Quintus, a young boy born in the heart of the plague, has a face covered in red scars to mark his narrow brush with death. He has never been pretty, or strong, but from the day he was born he has held a lyre in his hand and his clever fingers have plucked the strings with such a passion as to make kings weep.

But in the wake of that day, he will not play. Can not play. Hundreds upon thousands of times he has set his hands to the familiar strings and for a breath his fingers move as if they know, but then they stumble and fall and he looks out onto the world with such open eyes devoid of any knowledge.

There is a shroud of guilt over my heart, for I relish now the fact that I can still write. My life goes on where Quintus’ has been cut short, a flower pruned too near the root. Sotiros takes the boy under his wing and praises his strong, clever arm, but a sword is not the same as a lyre.

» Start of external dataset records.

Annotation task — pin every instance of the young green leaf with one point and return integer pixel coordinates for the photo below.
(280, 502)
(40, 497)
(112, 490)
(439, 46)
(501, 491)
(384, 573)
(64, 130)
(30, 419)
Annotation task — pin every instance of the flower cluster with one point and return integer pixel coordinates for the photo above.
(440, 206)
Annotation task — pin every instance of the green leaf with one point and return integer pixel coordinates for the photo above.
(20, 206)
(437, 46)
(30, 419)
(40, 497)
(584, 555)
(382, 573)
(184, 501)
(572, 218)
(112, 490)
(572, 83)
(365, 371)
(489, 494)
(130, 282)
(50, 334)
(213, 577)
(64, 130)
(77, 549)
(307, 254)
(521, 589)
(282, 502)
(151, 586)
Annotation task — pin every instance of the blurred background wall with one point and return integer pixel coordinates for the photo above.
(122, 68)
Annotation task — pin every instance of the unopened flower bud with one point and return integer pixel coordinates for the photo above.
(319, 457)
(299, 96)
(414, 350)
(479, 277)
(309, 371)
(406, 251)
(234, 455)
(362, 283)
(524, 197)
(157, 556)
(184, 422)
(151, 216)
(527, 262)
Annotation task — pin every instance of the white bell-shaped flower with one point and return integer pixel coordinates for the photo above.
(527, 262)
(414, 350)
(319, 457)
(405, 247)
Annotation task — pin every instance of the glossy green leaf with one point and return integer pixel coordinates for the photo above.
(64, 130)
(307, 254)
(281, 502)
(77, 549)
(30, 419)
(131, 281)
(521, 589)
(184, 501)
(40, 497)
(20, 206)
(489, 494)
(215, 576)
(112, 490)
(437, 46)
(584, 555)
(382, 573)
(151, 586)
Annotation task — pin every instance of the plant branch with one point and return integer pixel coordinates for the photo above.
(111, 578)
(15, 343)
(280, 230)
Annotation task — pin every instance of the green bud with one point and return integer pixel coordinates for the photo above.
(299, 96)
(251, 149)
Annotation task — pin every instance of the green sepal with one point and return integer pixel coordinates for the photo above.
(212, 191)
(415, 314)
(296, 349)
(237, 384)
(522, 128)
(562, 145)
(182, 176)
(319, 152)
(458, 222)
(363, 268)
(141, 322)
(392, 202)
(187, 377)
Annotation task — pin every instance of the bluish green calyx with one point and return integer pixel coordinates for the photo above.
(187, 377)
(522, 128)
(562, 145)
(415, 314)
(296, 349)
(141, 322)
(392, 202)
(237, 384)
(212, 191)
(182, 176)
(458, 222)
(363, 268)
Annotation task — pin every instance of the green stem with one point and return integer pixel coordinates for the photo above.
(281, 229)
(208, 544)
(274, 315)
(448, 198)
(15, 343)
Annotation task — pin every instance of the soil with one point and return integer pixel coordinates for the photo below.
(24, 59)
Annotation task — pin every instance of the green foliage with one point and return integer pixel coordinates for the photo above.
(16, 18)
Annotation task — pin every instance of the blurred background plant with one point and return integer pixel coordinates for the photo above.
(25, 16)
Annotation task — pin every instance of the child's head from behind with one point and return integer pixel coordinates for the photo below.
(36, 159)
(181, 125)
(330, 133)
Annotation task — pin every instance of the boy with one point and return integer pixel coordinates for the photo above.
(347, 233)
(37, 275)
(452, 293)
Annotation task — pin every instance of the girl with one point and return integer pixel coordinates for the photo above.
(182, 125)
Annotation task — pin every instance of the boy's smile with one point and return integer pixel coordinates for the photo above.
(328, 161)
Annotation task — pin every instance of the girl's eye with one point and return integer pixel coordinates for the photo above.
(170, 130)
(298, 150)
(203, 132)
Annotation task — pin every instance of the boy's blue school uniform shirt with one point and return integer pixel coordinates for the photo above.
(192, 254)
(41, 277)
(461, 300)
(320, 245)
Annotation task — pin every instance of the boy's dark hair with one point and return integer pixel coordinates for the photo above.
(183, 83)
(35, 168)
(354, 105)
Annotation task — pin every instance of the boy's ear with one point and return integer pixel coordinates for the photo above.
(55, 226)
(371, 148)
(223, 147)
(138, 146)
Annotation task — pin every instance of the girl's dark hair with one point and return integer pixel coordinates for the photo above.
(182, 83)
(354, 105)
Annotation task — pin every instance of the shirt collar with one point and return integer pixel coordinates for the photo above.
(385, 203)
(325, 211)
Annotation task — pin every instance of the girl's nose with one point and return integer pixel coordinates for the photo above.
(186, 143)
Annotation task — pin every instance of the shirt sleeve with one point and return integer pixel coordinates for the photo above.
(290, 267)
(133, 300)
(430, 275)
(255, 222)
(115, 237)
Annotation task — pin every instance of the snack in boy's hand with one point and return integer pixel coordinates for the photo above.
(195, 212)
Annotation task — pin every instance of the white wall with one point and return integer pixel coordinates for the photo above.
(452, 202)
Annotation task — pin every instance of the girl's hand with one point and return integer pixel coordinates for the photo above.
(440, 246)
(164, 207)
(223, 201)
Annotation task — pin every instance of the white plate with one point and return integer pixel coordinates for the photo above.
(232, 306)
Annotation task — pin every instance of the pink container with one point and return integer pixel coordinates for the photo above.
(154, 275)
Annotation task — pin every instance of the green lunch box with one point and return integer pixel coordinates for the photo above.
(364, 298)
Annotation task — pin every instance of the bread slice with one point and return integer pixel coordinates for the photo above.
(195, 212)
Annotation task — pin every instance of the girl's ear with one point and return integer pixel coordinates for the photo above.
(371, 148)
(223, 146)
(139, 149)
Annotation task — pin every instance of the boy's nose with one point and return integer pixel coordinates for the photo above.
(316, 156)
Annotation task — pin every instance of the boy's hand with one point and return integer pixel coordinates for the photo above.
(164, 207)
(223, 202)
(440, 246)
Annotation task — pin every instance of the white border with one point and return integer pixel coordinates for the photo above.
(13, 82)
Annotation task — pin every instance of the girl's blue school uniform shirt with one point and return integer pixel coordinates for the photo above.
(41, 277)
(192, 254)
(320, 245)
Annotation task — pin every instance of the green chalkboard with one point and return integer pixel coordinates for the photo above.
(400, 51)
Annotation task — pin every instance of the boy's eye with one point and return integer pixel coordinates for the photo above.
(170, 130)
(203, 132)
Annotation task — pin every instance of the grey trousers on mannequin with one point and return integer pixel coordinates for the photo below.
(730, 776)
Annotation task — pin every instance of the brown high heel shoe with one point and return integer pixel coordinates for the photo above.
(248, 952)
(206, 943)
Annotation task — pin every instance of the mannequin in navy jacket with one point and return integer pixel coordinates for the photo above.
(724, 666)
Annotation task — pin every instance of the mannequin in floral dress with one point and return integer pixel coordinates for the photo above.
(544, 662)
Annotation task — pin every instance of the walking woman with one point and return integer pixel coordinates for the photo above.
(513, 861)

“The town is just ahead now,” Panos says, come back from scouting ahead. He alone seems to unaffected by those lost days and while the rest of us are slow to wake back into our normal lives, he leaps into his role. The axe is never far from his hand and his eyes never stop searching for some unseen threat on the horizon. “We must have gotten turned around in the dark. We’ve probably been circling the town for days.”

“Are there people there?” Selene asks, and she turns to Sotiros when she speaks again: “We should offer them something. A sign of peace. There aren’t many of us, but if it’s a small town…”

“We might seem threatening,” Sotiros says. Back in the carts we’ve carried with us only a few precious valuables: the hard bread and apples that sustain us, but also a few scraps of gold, bits of silver set with jewels, and larger bands of metal that can be cut as coins used to be.

Is such a thing even worth anything, anymore?

“We shouldn’t give them anything,” King Thomas says. The four of them walk ahead of the rest: Sotiros, Panos, Selen, and the king, a private council. The king’s short legs slow the others down, but he refuses to be carried. Even walking up the hill, laboring as he is and pink faced, he does not relent. “Aren’t we in Tira, still?”

“Agapios?” Selene asks.

But any map of this land has been long since lost, or left behind in the castle. Probably these people existed between kingdoms at some point, paying some tithe to either kingdom but not beholden to their law–or their protection. It’s a middling answer, though, and the king isn’t happy.

“My lord,” Sotiros says, and it seems the first time in days when he’s stepped into his old role. Some color has come back to his face. We’ve crested the hill and the town can be seen below. A few curls of smoke rise from far-away chimneys. “We must consider the fact that these people might not think Tira has any power left, whether or not they were once within our borders.”

“But I am king,” Thomas says.

“You are my king, lord.” Sotiros makes a grave bow of his head, his dark hair falling in his face. “But these people are strangers to us, and they may know more than we do. It’s always better to start with your good foot forward. It’s much harder to repair the damage you may do unwittingly if you first show a man disrespect. Your uncle taught me that.”

“I–” the king begins.

“Look, there’s a few men coming out of the town. Sotiros, give me your helm.” Panos scarcely has to ask before Sotiros hands it over: it is wrought of metal but its border is chased with silver and two thin strips of gold run along the bottom. Like that, he has gone against the king, but neither can the king say anything for it’s Sotiros’ helm.

Panos turns away to walk back down the hill. “Hail,” he calls, squinting off into the fading light of sunset.